Spotting contaminated chickens

Researchers at the University of Wales, Aberystwyth (UWA) have developed a rapid procedure which will enable food producers to detect the bacterial contamination of their meat products.

Their findings, published this week in Applied and Environmental Microbiology demonstrate a novel analytical approach that can enhance and accelerate the detection of microbial spoilage, providing rapid, accurate and quantitative results in real time so that appropriate corrective action can be taken as soon as possible.

Dr Roy Goodacre and Mr David Ellis in the Institute of Biological Sciences at UWA have used Fourier transform infrared (FT-IR) spectroscopy to produce a 'fingerprint' of the biochemical changes that occur on the surface of chicken breast meat as a result of the growth of microorganisms.

These metabolic changes result in a number of organoleptic features that make the meat unacceptable to the consumer, including changes in appearance (discoloration), the development of off-odours, slime formation, or changes in taste.

'Whilst the activity of enzymes present in muscle tissue post-mortem can contribute to a number of changes during storage, it is generally accepted that detectable organoleptic spoilage is a result of decomposition and the formation of various metabolites caused by the growth of microorganisms', says Dr Goodacre.

'We have used spectroscopic analysis to exploit this information so that, rather than measuring exclusively the presence of bacteria per se on the meat surface, infrared can be used to measure the biochemical changes within the meat substrate, enhancing and accelerating the detection of microbial spoilage. We have developed horizontal attenuated total reflectance (HATR) FT-IR spectroscopy with the most appropriate machine learning algorithms for estimating the bacterial total viable count directly off the surface of muscle foods. The effectiveness of this technology has been established through a detailed investigation of the natural spoilage process on chicken breast muscle. In addition, this technique is also very rapid (taking a few seconds) compared to hours to days by conventional means.'

The last decade has seen an exponential increase in the consumer demand for poultry and poultry products, fuelled in part by dietary health considerations and the recent BSE and foot and mouth crises. Fears over microbiological food safety issues, especially the incidence of Salmonella spp. and Campylobacter spp., in conjunction with consumer demand for a product of consistently high quality, have focused attention on a particular area of the food production industry, namely the requirement for a rapid (less than a few minutes) and accurate detection system for microbiologically spoiled or contaminated meat.

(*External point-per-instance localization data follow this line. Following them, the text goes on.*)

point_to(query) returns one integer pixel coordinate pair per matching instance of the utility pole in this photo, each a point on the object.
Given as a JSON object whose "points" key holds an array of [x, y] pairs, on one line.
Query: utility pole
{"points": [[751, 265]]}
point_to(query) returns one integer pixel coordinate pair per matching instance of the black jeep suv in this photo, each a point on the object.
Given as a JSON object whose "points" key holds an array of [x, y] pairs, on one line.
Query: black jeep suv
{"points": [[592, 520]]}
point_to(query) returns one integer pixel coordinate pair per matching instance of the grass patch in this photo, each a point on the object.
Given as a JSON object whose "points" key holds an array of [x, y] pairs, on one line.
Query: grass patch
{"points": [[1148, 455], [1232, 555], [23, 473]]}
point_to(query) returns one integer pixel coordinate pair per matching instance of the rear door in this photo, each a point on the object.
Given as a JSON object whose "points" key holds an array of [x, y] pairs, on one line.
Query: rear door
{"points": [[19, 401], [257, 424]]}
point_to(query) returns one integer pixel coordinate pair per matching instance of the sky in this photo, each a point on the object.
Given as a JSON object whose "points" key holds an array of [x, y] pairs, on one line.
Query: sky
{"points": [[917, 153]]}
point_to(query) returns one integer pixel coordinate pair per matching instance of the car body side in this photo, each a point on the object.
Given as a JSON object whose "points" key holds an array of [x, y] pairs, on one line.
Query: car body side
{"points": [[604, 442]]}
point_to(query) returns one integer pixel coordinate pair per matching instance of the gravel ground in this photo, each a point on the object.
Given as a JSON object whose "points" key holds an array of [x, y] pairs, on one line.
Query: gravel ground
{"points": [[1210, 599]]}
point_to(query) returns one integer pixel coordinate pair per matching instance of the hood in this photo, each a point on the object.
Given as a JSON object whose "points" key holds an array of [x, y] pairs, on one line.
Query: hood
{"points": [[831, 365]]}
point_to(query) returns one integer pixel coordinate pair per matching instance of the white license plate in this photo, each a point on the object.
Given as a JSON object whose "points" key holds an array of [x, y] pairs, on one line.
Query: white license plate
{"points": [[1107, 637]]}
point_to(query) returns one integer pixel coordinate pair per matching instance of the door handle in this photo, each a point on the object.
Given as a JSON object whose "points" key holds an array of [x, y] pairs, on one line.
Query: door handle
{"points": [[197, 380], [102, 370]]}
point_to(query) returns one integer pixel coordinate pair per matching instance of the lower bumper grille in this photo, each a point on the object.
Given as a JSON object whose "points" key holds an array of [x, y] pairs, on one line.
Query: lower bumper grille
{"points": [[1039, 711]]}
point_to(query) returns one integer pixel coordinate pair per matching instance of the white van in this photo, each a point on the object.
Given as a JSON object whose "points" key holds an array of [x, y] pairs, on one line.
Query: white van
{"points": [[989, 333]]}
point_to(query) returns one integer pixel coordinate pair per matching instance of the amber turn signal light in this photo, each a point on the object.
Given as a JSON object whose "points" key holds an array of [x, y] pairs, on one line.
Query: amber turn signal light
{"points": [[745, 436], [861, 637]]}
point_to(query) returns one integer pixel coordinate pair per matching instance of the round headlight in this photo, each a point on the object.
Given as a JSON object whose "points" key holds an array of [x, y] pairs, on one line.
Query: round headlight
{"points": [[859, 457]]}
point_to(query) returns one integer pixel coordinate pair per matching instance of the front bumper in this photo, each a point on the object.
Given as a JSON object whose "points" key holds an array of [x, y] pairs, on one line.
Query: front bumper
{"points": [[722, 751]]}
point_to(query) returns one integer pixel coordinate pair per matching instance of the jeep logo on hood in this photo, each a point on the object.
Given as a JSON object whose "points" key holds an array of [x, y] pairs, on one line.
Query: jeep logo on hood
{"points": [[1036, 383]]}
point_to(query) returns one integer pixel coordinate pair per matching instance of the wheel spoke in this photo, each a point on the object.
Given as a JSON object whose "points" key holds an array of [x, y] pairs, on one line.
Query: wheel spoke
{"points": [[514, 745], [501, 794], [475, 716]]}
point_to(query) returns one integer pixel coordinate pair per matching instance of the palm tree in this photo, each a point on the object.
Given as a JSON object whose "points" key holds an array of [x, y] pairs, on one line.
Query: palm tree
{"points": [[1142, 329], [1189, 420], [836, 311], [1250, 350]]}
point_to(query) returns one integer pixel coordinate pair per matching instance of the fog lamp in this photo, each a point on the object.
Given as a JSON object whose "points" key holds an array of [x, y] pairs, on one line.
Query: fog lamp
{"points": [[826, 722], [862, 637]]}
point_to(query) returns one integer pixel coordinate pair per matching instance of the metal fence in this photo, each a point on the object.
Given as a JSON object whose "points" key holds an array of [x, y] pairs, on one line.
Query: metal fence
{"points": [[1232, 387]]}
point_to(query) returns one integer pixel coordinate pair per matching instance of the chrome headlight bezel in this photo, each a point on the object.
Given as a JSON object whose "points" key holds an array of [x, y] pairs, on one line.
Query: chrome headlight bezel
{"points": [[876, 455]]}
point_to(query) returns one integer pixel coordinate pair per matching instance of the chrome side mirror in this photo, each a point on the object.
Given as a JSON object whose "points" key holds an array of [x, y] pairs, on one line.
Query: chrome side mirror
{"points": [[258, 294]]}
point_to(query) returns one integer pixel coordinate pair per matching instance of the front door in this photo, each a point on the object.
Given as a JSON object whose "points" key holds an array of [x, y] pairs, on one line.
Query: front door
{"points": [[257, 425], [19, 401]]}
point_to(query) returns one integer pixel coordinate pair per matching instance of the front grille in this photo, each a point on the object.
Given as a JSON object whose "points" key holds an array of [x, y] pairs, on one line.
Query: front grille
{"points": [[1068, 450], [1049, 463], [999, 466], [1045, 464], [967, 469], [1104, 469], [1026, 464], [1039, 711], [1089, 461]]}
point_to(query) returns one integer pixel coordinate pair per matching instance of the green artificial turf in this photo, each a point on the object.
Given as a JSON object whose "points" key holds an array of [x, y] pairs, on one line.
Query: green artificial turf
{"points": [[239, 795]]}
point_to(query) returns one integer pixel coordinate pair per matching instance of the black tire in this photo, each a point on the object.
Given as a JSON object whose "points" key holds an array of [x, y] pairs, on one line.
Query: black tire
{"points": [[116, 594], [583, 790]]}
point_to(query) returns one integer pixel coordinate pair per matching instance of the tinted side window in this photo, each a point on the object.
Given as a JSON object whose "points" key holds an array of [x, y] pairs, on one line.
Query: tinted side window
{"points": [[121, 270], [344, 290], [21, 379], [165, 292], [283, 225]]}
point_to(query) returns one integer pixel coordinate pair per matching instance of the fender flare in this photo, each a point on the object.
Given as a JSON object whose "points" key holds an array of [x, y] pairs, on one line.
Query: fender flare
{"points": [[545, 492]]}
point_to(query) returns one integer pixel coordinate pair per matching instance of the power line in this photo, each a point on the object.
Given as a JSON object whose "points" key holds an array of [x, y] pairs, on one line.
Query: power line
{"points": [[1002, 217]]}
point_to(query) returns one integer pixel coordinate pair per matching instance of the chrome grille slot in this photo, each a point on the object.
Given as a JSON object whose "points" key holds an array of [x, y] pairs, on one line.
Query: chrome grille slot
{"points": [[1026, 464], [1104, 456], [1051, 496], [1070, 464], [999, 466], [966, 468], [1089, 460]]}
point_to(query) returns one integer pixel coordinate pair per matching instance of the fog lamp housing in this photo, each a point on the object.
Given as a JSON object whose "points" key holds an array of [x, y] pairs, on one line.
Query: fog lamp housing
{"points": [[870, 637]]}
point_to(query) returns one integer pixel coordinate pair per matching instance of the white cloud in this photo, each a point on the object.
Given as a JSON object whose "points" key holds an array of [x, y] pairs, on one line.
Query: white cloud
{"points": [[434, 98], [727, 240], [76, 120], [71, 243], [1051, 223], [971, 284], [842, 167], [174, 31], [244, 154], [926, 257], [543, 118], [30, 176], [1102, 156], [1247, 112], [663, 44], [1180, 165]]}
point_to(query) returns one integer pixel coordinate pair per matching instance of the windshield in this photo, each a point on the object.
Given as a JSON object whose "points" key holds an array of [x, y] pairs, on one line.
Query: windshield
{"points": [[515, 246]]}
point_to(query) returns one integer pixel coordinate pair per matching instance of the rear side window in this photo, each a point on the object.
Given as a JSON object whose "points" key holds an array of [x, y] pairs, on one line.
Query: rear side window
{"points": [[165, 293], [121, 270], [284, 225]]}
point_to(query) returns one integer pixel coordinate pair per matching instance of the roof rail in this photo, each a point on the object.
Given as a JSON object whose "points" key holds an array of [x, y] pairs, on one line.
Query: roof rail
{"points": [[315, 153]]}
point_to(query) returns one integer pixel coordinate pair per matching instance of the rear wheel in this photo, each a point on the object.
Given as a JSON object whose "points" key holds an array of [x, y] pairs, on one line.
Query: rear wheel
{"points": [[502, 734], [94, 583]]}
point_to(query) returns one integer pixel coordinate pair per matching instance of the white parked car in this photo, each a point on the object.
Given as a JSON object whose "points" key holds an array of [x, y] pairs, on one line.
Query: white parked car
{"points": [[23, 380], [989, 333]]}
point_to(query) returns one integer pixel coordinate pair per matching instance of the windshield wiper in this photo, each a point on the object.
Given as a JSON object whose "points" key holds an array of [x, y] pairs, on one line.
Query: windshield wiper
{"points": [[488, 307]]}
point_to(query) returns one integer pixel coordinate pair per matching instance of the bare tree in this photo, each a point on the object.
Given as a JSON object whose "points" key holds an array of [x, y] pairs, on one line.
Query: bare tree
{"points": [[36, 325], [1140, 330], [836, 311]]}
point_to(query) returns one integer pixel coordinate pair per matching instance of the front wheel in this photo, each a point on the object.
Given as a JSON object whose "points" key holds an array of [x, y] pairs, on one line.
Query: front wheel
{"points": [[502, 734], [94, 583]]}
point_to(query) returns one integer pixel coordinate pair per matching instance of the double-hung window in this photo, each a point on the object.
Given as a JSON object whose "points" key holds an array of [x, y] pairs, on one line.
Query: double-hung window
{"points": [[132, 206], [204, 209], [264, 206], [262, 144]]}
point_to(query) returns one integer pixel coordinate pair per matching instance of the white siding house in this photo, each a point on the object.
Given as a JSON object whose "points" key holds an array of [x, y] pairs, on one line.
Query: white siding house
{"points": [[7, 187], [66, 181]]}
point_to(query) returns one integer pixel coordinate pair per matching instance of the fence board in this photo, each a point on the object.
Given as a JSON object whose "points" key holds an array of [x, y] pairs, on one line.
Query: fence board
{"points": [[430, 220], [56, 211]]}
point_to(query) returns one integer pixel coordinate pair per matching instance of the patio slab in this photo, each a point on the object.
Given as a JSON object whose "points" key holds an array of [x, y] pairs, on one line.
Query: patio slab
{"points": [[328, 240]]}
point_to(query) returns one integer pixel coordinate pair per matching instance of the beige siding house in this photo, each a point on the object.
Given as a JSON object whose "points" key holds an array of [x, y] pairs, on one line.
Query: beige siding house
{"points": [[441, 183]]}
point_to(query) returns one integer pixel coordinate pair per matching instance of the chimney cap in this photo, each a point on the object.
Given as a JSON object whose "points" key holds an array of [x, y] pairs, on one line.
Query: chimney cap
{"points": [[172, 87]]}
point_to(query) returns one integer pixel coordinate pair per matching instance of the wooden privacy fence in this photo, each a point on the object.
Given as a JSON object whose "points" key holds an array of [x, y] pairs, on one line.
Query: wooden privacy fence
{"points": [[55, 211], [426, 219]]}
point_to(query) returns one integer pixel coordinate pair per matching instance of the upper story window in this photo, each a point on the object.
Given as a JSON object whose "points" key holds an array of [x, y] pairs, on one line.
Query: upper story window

At present no such technology exists in the food industry within the Hazard Analysis Critical Control Point (HACCP) system for the routine microbiological safety and quality of meat and poultry products.

'To date, more than 40 methods have been proposed to measure and to detect bacterial spoilage in meats. The major drawback with these is that they are time consuming, labour intensive and give information about contamination retrospectively, i.e. some considerable time after it has happened, and often when it is too late to take corrective action', adds Dr Goodacre.

'Since the ideal method for the on-line microbiological analysis of meat would be rapid, non-invasive, reagentless and relatively inexpensive, we feel that these requirements can all met by the application of this spectroscopic approach. Now that we have established this methodology, our next goal is to test how our approach may aid both food safety regulatory bodies and the HACCP system,' he concludes.

This three year project 'Rapid detection of food spoilage using vibrational spectroscopic imaging and machine learning' is being funded by Agri-Food committee of the UK BBSRC.